From their first clinic visit in the neurorehabilitation unit of the PM&R department we retrospectively collected the assessments of passive range of motion (XV1) – based on the 5-step clinical assessment, including the Tardieu Scale – against 8 key antagonists in the lower limb (n = 19 patients with chronic hemiparesis, age: 48 ± 13, mean ± SD; time since lesion 3.7 ± 3.8 years) and 13 antagonists in the upper limb (n = 13 patients, age: 39 ± 13, mean ± SD; time since lesion 5.2 ± 3.9 years), then derived coefficients of shortening (CSH) by referring them to the normal expected amplitude (XN), CSH = (XN-XV1)/XN.
The higher coefficients of shortening were: vertical adductors (latissimus dorsi – pectoralis major – teres major), 36 ± 3%; shoulder extensors with flexed elbow (long head of triceps; latissimus dorsi) 33 ± 4%; horizontal adductors (pectoralis major), 23 ± 1%; gastrocnemius, 20 ± 1%; soleus, 15 ± 2%; gluteus maximus, 16 ± 3%; rectus femoris, 12 ± 1% and pronator teres, 12 ± 4%.
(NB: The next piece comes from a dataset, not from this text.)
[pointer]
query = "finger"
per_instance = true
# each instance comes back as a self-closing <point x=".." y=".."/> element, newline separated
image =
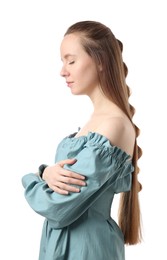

Shoulder extensors, plantar flexors and gluteus maximus in patients untreated with self-stretching postures have undergone major muscle shortening in chronic hemiparesis. A future study could assess the effectiveness of stretching postures taught and applied from the early phase of stroke on shortening of these muscles.